N el 2014, all’Università della Virginia, un gruppo di psicologi guidato da Timothy Wilson chiese a oltre quattrocento studenti di passare tra i sei e i quindici minuti seduti in una stanza vuota, senza stimoli esterni, solo con i propri pensieri. In una delle varianti dell’esperimento, i partecipanti avevano a disposizione un pulsante che produceva una fastidiosa scossa elettrica alla caviglia. Prima di iniziare, la maggior parte si dichiarò disponibile a pagare pur di evitarla. Ma una volta soli, il 67% degli uomini e il 25% delle donne premette il pulsante almeno una volta. Alcuni più volte. Uno arrivò a farlo centonovanta volte in meno di un quarto d’ora.
Dopo la pubblicazione su Science, la scena fu letta e raccontata dai media come un sintomo sociale: l’incapacità a stare da soli, la fuga da sé stessi, la società talmente assuefatta agli stimoli da preferire il dolore all’ozio mentale. L’esperimento, però, isolava una condizione che nelle vite quotidiane si presenta di rado, e con sempre meno agio: il pensiero lasciato libero, sciolto da obiettivi, senza una direzione impostata dall’esterno. Quei minuti sospesi mettevano alla prova il modo in cui la mente reagisce alla mancanza di un compito preciso, all’assenza di punti di riferimento esterni, e la scossa si presentava quindi come l’unica soluzione per spezzare l’attesa e per ristabilire una minima forma di libero arbitrio.

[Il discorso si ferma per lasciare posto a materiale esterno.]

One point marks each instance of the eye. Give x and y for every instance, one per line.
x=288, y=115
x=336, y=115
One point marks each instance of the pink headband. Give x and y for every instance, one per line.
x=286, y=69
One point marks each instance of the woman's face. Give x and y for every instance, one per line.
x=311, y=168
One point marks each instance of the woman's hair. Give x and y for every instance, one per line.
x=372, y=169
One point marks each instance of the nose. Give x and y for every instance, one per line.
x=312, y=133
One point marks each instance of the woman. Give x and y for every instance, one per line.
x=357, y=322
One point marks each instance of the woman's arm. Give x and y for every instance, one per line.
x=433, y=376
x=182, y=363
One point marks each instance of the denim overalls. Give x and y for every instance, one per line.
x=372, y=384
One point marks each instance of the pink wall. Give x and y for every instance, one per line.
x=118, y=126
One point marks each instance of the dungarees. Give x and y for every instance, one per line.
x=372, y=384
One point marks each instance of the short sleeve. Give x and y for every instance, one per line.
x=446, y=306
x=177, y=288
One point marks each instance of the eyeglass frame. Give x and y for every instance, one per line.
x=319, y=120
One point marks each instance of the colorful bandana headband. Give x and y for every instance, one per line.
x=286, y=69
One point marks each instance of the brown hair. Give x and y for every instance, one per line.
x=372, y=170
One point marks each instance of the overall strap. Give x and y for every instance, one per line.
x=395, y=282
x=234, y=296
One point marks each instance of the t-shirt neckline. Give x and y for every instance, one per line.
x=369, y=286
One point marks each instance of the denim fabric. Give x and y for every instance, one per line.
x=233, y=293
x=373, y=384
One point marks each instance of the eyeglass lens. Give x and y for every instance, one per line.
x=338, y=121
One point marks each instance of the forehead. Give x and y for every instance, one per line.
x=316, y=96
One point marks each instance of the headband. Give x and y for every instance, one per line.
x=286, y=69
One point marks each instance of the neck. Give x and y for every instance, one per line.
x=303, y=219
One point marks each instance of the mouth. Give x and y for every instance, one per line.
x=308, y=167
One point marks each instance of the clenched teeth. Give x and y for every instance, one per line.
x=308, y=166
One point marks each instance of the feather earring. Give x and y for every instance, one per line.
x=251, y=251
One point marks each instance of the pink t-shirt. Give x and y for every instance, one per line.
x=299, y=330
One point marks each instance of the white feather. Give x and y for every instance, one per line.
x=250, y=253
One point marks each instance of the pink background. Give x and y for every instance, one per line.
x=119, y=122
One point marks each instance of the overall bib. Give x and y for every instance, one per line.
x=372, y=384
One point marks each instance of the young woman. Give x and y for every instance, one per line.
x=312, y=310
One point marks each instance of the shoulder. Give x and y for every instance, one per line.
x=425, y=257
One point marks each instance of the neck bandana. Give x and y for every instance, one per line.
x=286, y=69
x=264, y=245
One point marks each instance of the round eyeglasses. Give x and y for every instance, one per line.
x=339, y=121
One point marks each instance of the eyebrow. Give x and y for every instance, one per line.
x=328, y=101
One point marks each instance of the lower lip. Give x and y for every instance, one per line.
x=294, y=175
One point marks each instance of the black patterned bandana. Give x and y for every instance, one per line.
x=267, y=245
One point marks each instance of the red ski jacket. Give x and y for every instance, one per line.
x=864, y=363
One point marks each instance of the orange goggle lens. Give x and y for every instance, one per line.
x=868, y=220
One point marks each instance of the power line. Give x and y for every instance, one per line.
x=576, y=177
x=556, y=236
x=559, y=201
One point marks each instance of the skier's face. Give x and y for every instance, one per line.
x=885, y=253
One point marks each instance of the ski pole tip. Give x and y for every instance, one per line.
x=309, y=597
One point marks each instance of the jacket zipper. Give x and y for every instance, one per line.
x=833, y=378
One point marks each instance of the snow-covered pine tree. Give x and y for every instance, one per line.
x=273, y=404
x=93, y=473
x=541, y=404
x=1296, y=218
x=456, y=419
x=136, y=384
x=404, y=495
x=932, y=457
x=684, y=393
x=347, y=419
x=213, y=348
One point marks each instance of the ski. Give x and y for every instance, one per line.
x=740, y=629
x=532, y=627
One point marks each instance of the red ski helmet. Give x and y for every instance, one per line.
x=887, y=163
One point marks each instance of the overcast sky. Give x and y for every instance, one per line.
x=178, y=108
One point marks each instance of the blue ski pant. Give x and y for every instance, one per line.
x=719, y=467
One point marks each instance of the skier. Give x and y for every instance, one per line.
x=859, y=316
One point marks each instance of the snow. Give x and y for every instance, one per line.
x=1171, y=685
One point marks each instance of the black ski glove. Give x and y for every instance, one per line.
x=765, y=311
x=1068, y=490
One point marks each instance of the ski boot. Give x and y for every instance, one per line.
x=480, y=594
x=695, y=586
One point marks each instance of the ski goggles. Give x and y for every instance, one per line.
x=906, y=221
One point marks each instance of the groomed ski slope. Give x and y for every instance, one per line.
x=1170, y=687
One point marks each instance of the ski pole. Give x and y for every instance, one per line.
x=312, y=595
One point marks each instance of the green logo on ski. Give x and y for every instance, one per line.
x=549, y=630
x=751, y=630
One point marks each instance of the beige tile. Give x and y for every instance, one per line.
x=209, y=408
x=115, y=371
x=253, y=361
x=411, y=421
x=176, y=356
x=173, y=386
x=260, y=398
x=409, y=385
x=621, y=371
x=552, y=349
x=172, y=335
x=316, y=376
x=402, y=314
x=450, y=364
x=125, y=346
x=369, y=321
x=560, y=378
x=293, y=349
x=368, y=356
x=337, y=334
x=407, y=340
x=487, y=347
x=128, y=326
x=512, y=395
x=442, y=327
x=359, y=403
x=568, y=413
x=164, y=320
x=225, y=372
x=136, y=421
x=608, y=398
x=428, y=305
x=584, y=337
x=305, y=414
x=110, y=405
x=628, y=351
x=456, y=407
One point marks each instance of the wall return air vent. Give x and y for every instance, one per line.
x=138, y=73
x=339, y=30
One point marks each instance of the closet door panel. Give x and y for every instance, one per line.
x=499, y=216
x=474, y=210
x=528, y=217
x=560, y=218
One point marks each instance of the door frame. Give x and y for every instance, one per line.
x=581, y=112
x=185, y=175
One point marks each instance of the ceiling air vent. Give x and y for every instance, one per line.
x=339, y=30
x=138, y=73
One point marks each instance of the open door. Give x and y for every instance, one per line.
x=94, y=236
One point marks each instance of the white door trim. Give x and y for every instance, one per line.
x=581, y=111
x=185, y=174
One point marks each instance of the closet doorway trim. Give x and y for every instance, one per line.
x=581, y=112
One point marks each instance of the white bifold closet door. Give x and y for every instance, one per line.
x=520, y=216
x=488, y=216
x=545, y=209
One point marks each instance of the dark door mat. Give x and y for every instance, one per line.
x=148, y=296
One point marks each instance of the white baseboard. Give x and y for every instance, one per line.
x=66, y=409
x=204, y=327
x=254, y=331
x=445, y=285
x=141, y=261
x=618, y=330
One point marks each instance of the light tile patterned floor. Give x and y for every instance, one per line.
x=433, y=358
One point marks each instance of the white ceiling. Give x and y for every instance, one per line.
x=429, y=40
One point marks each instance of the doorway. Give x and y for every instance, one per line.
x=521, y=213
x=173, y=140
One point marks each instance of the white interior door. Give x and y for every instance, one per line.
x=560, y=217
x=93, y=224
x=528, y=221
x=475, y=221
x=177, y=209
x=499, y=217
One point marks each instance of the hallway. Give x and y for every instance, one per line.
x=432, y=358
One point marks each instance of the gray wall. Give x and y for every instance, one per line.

James Danckert e John Eastwood descrivono la noia come la spiacevole condizione in cui desideriamo essere impegnati in qualcosa di significativo, ma non riusciamo a trovare nulla che ci coinvolga.
Una noia, tante noie
Per lungo tempo, in psicologia, la noia è rimasta un oggetto difficile da definire in modo condiviso. È un’esperienza comune ma sfuggente: varia per intensità, durata, contesto, e si sovrappone ad altri stati come apatia, frustrazione o disinteresse. Proprio per questo, la letteratura ha prodotto spiegazioni parziali e talvolta divergenti. Tra le definizioni oggi più accreditate e utilizzate, c’è quella proposta dal neuroscienziato James Danckert e dallo psicologo John Eastwood, che descrivono la noia come uno stato spiacevole in cui desideriamo essere impegnati in qualcosa di significativo, ma non riusciamo a trovare nulla che ci coinvolga. La mente resta attiva, ma nulla nel mondo intorno riesce a catturare il nostro interesse.

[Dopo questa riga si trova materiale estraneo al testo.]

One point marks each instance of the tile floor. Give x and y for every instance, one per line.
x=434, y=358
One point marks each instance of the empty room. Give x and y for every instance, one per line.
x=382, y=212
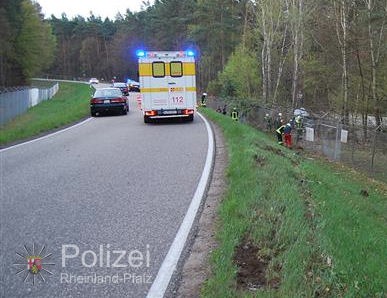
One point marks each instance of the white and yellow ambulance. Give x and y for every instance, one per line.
x=167, y=84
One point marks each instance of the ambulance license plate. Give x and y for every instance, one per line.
x=169, y=112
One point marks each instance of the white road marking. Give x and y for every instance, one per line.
x=46, y=136
x=169, y=264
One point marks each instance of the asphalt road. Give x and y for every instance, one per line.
x=105, y=198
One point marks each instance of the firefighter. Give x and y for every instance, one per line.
x=203, y=102
x=234, y=115
x=268, y=122
x=279, y=131
x=288, y=135
x=278, y=123
x=299, y=127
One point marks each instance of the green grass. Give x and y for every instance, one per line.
x=69, y=105
x=308, y=218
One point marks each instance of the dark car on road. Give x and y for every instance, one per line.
x=133, y=86
x=122, y=86
x=107, y=100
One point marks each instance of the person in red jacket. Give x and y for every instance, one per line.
x=288, y=135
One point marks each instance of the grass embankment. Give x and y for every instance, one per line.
x=291, y=226
x=70, y=104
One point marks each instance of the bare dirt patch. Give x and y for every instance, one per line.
x=252, y=266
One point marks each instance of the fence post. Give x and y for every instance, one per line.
x=374, y=148
x=337, y=153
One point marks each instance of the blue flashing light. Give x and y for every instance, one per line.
x=190, y=53
x=140, y=53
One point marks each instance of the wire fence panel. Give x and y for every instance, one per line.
x=16, y=102
x=363, y=148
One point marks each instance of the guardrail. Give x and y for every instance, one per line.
x=16, y=102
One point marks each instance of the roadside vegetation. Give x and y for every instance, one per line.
x=295, y=226
x=69, y=105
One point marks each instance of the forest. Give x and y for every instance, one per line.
x=325, y=55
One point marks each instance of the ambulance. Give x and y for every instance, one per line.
x=167, y=84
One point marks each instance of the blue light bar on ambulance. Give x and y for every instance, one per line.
x=190, y=53
x=140, y=53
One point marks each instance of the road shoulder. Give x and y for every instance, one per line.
x=196, y=268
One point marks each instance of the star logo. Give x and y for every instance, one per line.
x=33, y=264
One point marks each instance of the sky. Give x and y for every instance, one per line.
x=102, y=8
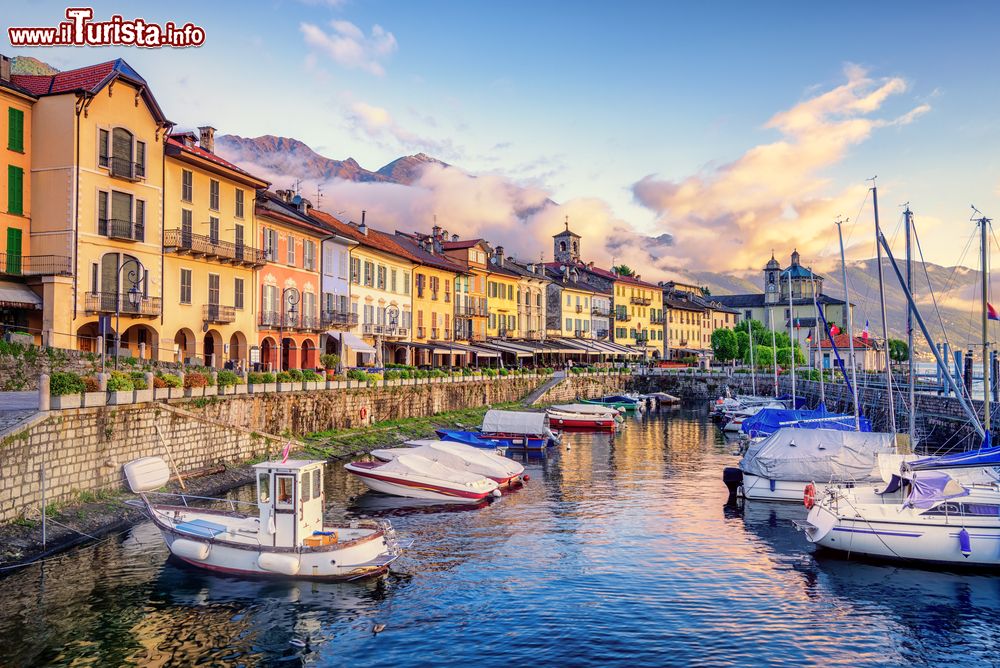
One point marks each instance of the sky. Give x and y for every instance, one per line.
x=675, y=136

Uno tra i primi psicologi a studiare sistematicamente la noia è stato Joseph E. Barmack, negli anni Trenta. Interessato all’alienazione degli operai di fabbrica, chiese agli studenti della Columbia University di simularne le condizioni, per esempio, cancellando per lunghi periodi di tempo lettere specifiche da testi, o semplicemente fissando schermi vuoti. Una o due ore dopo si manifestavano i primi segnali di irrequietezza, seguiti da un forte calo del rendimento. La soluzione proposta da Barmack consisteva in somministrazioni di caffeina, efedrina e benzedrina (un’anfetamina), che facevano calare i livelli di noia. Proprio come la scossa elettrica dell’esperimento di Wilson, gli stimolanti tenevano a bada gli effetti mentali della monotonia, anche se solo temporaneamente.
A interessare Barmack era la noia situazionale, caratterizzata da episodi legati al contesto, come una riunione di lavoro interminabile o un compito particolarmente ripetitivo: una sensazione temporanea che si risolve cambiando attività e differente dalla noia cronica, che invece è una predisposizione personale che prescinde dalle circostanze esterne.

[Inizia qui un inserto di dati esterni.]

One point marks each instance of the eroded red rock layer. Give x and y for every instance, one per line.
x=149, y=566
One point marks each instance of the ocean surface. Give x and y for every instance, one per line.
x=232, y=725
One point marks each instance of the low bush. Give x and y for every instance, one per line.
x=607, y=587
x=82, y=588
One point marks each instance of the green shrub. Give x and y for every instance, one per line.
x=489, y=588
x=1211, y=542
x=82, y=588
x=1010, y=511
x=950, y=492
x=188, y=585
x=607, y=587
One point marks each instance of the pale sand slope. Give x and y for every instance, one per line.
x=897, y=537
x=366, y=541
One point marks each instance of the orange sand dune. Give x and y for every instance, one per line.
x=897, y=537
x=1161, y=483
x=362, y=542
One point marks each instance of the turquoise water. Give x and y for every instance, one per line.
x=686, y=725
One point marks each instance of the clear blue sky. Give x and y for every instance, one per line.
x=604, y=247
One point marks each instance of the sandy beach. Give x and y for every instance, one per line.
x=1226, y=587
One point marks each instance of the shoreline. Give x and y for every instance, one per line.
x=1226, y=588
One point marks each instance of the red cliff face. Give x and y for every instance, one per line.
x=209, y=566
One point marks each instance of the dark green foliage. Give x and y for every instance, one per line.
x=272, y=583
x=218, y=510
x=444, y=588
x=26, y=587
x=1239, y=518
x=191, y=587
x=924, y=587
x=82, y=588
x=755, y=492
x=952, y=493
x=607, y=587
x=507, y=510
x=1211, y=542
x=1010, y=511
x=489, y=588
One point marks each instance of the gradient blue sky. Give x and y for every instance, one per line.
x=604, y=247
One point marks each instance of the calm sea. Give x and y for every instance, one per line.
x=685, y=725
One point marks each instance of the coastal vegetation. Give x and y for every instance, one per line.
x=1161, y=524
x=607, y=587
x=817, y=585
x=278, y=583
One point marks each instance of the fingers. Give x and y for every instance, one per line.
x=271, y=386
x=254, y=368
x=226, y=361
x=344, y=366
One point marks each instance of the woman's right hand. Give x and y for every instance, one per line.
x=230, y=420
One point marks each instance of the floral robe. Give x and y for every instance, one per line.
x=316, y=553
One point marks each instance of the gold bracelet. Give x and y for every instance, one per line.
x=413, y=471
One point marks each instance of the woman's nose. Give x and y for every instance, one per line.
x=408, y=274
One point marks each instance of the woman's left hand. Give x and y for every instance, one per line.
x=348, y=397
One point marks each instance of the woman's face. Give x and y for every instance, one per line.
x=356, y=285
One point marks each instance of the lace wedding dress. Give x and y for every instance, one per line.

Negli ultimi anni la noia è stata interpretata come un meccanismo adattivo, che svolge un ruolo preciso nella regolazione del comportamento, e cioè monitorare ciò che facciamo e avvisarci quando l’attività in corso ha perso valore o significato.
Negli ultimi anni, filosofi come Andreas Elpidorou (The Anatomy of Boredom, 2025) e scienziati tra cui lo stesso Danckert (Out of My Skull, 2018) hanno proposto di leggere la noia come un meccanismo adattivo, che svolge un ruolo preciso nella regolazione del comportamento. In questa prospettiva, la noia monitora ciò che facciamo e ci avvisa quando l’attività in corso ha perso valore o significato, spingendoci a riorientare la nostra attenzione e le nostre scelte. Il suo carattere spiacevole svolge un ruolo chiave e agisce come un meccanismo di allerta: come la fame ci spinge a cercare cibo o la stanchezza a riposare, la noia ci chiede di interrompere routine inefficaci per esplorare novità e ridefinire obiettivi.
Guardando alla noia in prospettiva evolutiva, la si può interpretare come un meccanismo che ci segnala quando un comportamento ha perso la sua utilità adattiva. Laddove, per i nostri antenati, la ripetizione sterile poteva rivelarsi costosa, un impulso che li spingesse a esplorare e a cambiare direzione avrebbe rappresentato un vantaggio per la sopravvivenza. Una ricerca pubblicata su Nature nel 2025 suggerisce che la noia funzioni come un segnale di allontanamento da uno stato cognitivo ottimale. Quando la mente si accorge che le risorse cognitive non vengono utilizzate al meglio ‒ o vengono impiegate male ‒ la noia emerge per spingerci a riorientare l’interesse e dare nuovo senso a ciò che facciamo. Senza questa spinta regolativa, rischieremmo di restare bloccati in situazioni che non ci soddisfano, senza riuscire ad adattarci ai cambiamenti.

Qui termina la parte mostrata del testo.